The goal of the process: The EU has rules, regulations and standards (its acquis) which are not negotiable. Every country is expected to align fully with all of the acquis. During the accession process the European Commission describes the whole acquis for all seven candidates and potential candidates. These descriptions should be found on its website.

How to get there: Every candidate country adopts and implements national reform strategies in different sectors. The speed and progress of the accession process depends on the implementation of these reform strategies in each country. The reform strategies are shared with the EU and should be found on its website.

The role of the EU: The European Commission supports every candidate country by informing it in publicly available regular assessments how far it has advanced. These reports are public, and should be written in a way to allow – as far as possible – comparison between the different candidate countries.

The finishing line: the accession process is completed once the EU concludes that the acquis has been fully adopted and implemented in a candidate country.

Honesty, interests, reform

Instead of fruitless talk about "freezing" a process that most observers feel got stuck years ago, the EU should focus on explaining these realities to a broader public. A good start would be to talk less about chapters and more about EU standards and norms in different fields, and how far Turkey is from meeting these. The better the EU communicates this, the more likely it is to have a positive influence on the Turkish reform process. This ball is in the court of the EU.

It is not in the EU's interest for Turkey to stop reforming. It is not in the EU's interest at this moment to stop providing feedback. It is not in the EU's interest to rule out today that Turkey will ever be able to meet EU standards under any future government. It is therefore not in the EU's interest to end the accession process. But it is vital to reform it in order to restore its credibility.

Is breaking off talks in the interest of this or future Turkish governments? This is a decision for Ankara to make, of course. Ending the accession talks would send a strong signal that Turkey gives up on ever wanting to meet EU standards.

The EU can also decide by unanimity to walk away, of course. Member states might conclude that it is hopeless even to continue to provide criticism and assessments. This is a card the EU can play once.[4] To "suspend" talks, if this means suspending the process of "opening chapters", would be meaningless, since this process is stuck already. To break off talks is different: it would end the process of drafting annual reports on progress; stop pre-accession funds; and reduce the number of people in Brussels and Ankara engaged in assessing Turkey in light of EU standards. This would have consequences. The EU can draw red lines: but it should draw them before they are crossed, and only when they enjoy strong enough support so that crossing them would mean automatic sanctions.

Both Turkey and the EU need to find a framework where sensitive issues can be discussed fruitfully. A reformed accession process provides such a framework. The key to such a process is clarity: it needs to be clear what EU standards are, how far Turkey is from meeting them and why it is useful for both sides to remain engaged in a dialogue on this.

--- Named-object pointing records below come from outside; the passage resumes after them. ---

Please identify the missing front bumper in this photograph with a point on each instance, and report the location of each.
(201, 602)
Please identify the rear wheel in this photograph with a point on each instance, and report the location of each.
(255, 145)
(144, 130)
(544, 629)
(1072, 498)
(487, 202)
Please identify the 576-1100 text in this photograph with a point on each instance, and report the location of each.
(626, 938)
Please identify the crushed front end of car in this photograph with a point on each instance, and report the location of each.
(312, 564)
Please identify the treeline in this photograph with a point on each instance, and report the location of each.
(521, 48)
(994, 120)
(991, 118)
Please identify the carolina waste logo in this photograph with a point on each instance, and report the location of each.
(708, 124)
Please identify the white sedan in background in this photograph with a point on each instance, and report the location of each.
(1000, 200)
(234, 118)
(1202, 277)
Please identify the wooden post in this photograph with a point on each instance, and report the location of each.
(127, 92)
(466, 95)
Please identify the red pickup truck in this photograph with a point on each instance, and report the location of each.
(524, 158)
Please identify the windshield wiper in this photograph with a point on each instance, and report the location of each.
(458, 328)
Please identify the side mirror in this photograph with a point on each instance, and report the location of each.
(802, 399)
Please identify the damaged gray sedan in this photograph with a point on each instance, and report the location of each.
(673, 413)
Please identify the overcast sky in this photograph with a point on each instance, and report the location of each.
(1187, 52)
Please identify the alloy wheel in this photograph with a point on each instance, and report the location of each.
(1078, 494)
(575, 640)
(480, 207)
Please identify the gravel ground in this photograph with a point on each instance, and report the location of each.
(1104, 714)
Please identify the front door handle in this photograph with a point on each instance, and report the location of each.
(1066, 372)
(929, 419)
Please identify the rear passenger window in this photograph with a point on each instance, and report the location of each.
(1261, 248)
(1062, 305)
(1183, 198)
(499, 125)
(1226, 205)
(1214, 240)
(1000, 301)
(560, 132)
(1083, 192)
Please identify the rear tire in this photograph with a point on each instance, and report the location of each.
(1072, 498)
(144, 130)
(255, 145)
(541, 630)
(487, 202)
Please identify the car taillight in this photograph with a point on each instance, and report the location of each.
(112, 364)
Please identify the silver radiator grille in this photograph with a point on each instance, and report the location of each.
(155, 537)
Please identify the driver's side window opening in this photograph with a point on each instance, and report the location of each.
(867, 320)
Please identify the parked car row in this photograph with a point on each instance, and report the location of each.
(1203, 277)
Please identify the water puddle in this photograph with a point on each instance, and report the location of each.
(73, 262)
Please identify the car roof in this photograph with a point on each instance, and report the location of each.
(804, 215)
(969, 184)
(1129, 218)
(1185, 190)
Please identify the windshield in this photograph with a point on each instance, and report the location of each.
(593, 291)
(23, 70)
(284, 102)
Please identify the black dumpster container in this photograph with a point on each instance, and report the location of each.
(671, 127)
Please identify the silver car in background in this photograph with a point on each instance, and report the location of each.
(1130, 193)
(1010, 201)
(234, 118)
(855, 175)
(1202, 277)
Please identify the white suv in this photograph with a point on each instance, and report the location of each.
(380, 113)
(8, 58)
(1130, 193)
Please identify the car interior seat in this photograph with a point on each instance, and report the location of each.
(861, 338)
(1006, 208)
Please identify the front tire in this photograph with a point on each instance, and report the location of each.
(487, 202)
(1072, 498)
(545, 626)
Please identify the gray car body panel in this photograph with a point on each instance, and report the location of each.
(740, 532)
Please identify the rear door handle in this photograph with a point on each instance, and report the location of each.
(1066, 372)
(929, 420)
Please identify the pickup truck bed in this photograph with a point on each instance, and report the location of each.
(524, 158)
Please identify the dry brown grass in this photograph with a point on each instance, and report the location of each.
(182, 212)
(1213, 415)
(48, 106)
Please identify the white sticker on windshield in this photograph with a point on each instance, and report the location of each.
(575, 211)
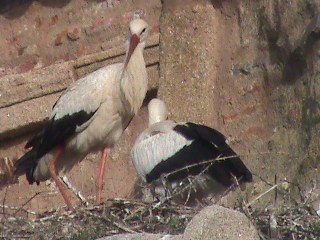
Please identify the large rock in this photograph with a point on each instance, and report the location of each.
(213, 222)
(216, 222)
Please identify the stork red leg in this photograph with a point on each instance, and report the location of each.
(53, 172)
(100, 176)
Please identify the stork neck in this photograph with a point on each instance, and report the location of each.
(134, 81)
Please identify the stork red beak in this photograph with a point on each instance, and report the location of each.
(134, 40)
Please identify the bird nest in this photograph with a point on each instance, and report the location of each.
(283, 219)
(113, 217)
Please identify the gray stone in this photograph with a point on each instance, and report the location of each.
(219, 223)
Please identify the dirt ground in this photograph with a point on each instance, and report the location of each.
(237, 83)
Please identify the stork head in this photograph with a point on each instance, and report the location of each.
(157, 111)
(138, 30)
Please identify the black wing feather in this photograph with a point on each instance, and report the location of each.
(59, 130)
(221, 170)
(56, 132)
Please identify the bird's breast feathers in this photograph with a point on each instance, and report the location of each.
(151, 151)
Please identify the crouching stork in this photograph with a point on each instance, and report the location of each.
(178, 150)
(91, 115)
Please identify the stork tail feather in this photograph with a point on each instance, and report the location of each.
(26, 165)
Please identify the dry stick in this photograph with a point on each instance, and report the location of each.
(66, 181)
(191, 182)
(17, 208)
(201, 163)
(261, 195)
(36, 194)
(4, 201)
(118, 225)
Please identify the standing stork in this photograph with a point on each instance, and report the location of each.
(90, 116)
(177, 150)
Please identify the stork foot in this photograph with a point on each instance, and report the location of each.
(54, 174)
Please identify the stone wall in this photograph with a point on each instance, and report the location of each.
(247, 68)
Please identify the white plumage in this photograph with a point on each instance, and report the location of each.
(178, 150)
(150, 150)
(91, 115)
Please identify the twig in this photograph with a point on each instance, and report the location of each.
(74, 190)
(261, 195)
(4, 201)
(201, 163)
(118, 225)
(17, 208)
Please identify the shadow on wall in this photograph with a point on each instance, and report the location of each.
(12, 9)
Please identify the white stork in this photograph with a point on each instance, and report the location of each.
(177, 150)
(91, 115)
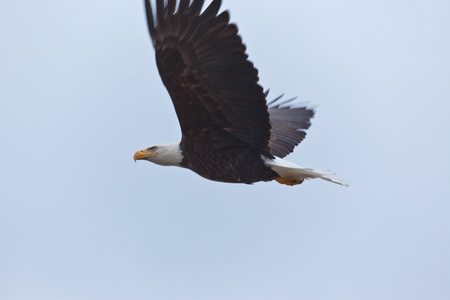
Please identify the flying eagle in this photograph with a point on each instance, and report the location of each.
(229, 132)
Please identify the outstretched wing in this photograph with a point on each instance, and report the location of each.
(213, 86)
(288, 125)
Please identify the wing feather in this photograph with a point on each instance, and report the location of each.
(213, 86)
(288, 125)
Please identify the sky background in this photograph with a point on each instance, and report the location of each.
(79, 219)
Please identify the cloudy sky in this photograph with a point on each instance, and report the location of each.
(79, 219)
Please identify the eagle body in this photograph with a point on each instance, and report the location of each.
(238, 165)
(229, 131)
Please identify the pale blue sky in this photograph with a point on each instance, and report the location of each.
(79, 219)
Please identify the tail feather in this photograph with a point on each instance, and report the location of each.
(289, 170)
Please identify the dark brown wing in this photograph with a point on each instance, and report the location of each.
(287, 124)
(214, 88)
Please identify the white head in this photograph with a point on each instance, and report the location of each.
(165, 155)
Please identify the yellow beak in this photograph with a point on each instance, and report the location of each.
(142, 154)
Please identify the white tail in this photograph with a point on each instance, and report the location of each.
(290, 171)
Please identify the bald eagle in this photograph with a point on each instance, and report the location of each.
(229, 132)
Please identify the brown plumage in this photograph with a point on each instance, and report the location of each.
(228, 132)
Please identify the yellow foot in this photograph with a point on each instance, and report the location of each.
(290, 182)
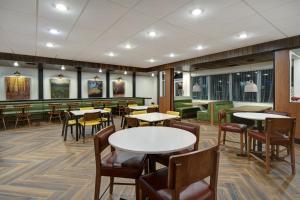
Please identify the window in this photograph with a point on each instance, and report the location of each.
(242, 80)
(267, 85)
(220, 87)
(199, 87)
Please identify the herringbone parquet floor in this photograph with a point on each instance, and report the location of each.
(35, 163)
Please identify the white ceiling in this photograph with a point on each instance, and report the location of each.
(89, 29)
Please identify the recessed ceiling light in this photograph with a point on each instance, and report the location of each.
(196, 11)
(243, 36)
(49, 44)
(128, 46)
(16, 64)
(53, 31)
(152, 34)
(60, 7)
(199, 47)
(172, 55)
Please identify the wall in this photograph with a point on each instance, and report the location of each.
(128, 83)
(29, 72)
(146, 86)
(85, 76)
(48, 74)
(282, 85)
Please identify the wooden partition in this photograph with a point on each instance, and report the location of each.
(282, 88)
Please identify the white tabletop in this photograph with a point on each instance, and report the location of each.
(152, 140)
(154, 117)
(82, 112)
(138, 107)
(257, 116)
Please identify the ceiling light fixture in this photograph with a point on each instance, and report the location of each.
(60, 7)
(49, 44)
(16, 64)
(243, 36)
(152, 34)
(196, 11)
(53, 31)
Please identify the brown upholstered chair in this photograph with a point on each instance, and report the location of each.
(2, 107)
(225, 127)
(164, 158)
(114, 164)
(152, 109)
(55, 111)
(278, 131)
(184, 179)
(22, 113)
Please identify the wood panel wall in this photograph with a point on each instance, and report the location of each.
(282, 88)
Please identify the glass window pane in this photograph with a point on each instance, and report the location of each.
(242, 80)
(220, 87)
(199, 87)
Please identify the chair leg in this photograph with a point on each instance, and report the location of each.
(111, 185)
(292, 152)
(97, 186)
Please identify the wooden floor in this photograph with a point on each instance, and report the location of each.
(35, 163)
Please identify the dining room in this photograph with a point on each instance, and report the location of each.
(114, 100)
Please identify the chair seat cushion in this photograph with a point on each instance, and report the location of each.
(122, 164)
(234, 127)
(158, 183)
(276, 138)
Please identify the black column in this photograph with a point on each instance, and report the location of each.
(107, 84)
(133, 84)
(79, 77)
(41, 81)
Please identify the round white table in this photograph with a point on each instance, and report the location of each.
(138, 107)
(152, 140)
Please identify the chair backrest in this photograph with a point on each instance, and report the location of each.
(186, 169)
(281, 127)
(173, 113)
(222, 116)
(91, 116)
(86, 108)
(132, 122)
(277, 112)
(195, 129)
(101, 142)
(139, 112)
(152, 109)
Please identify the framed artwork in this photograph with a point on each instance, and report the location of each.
(95, 88)
(118, 88)
(60, 88)
(17, 87)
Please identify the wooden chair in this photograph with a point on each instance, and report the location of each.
(164, 158)
(278, 131)
(91, 119)
(184, 179)
(22, 113)
(55, 111)
(225, 127)
(68, 122)
(115, 163)
(2, 118)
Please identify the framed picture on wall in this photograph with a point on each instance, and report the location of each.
(118, 88)
(60, 88)
(17, 87)
(95, 88)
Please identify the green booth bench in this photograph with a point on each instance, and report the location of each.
(39, 108)
(211, 114)
(184, 110)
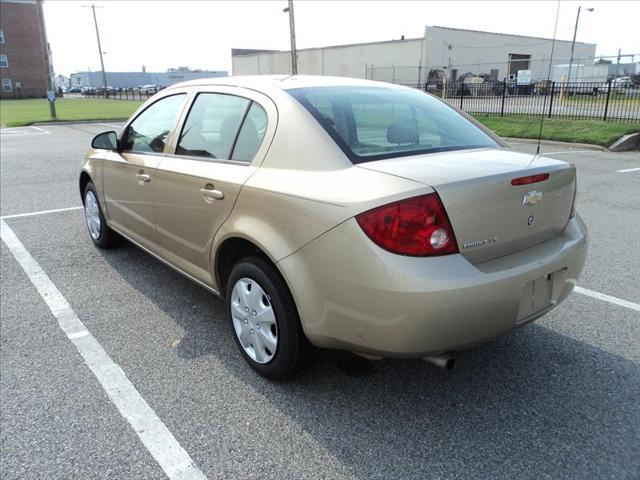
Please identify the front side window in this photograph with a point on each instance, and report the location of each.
(373, 123)
(149, 131)
(212, 126)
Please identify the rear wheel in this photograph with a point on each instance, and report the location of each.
(265, 320)
(100, 233)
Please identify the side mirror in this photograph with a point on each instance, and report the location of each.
(105, 141)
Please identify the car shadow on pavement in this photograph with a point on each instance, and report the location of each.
(534, 404)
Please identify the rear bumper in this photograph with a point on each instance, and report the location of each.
(356, 296)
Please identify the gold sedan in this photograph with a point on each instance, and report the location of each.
(338, 213)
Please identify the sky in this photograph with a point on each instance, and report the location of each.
(200, 34)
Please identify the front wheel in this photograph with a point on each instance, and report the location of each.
(100, 233)
(265, 320)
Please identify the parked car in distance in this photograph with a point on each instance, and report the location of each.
(338, 213)
(622, 82)
(149, 89)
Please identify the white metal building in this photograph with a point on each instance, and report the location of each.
(417, 59)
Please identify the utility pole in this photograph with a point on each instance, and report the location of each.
(104, 75)
(292, 32)
(51, 92)
(573, 43)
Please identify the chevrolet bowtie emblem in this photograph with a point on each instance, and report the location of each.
(532, 198)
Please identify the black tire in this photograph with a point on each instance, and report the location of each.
(293, 350)
(107, 237)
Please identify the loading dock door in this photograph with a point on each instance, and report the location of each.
(517, 62)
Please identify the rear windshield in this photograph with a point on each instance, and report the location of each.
(372, 123)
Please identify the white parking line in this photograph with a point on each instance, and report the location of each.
(583, 291)
(41, 212)
(23, 131)
(607, 298)
(154, 435)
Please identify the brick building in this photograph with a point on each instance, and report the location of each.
(25, 60)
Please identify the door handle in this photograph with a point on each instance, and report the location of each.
(143, 178)
(210, 194)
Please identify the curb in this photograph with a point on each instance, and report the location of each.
(588, 146)
(627, 143)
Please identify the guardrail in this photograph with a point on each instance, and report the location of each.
(608, 101)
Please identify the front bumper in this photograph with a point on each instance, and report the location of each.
(353, 295)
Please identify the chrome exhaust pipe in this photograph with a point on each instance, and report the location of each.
(443, 361)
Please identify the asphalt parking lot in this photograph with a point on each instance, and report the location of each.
(558, 399)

The EU needs a policy that is understood before it can have one that might be transformative.


More by ESI on the reform of the EU accession process


This report has been supported by Stiftung Mercator

Stiftung Mercator

[1]              Rumeli Observer, Enlargement 2.0 – The ESI Roadmap Proposal, 27 November 2014.

[2]              EU Commissioner Johannes Hahn recently told an Austrian daily: "There is no movement any more in the topic of EU-accession ... If no new negotiation chapters are opened, this is automatically like a suspension of talks. We lead a somewhat artificial discussion. The situation is quite clear." Der Standard, "Hahn: Österreich ist in der Türkei-Frage nicht isoliert", 2 May 2017.

[3]              Delegation of the EU to Turkey, "Accession Negotiations".

[4]              ESI argued elsewhere that the EU should commit itself to do this to dissuade Turkey from adopting the death penalty. See report: "'Hang them in Taksim' – Europe, Turkey and the future of the death penalty", 16 May 2017.